PETA’s report is based, in large part, not on STAT-PAK tests, as Ringling claims, but on trunk wash cultures, which Ringling itself touts as the “gold standard.” The following is from PETA’s report,which includes links to Ringling’s own trunk wash tests:

Documents just received by PETA reveal that a sample collected from the elephant Banko on April 17, 2014, while she was performing with Ringling in Fairfax, Virginia, and cultured was tested for tuberculosis. More than two months later, on June 25, 2014, following performances in front of audiences across the United States, the test results came back—Banko had active TB and had been exposing the other elephants, the circus staff, the arena workers, and countless members of the public to the disease. Despite the transmission risk, none of the elephants performing alongside Banko was removed for quarantine.
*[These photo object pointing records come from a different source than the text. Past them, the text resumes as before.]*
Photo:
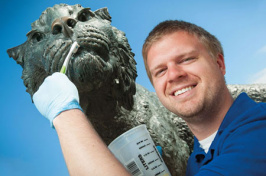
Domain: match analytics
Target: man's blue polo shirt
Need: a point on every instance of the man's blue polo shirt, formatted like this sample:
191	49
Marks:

Banko herself had similarly been exposed to TB the previous year, when the elephant Asia tested positive for TB while on the road.

Let there be no mistake about it: Despite Ringling’s outright lies, its own records show that just since 2013, at least two traveling elephants produced positive trunk washes, and both of these elephants were on the road for many weeks with active tuberculosis. During that time, other elephants, arena workers, and the public were unquestionably put at risk.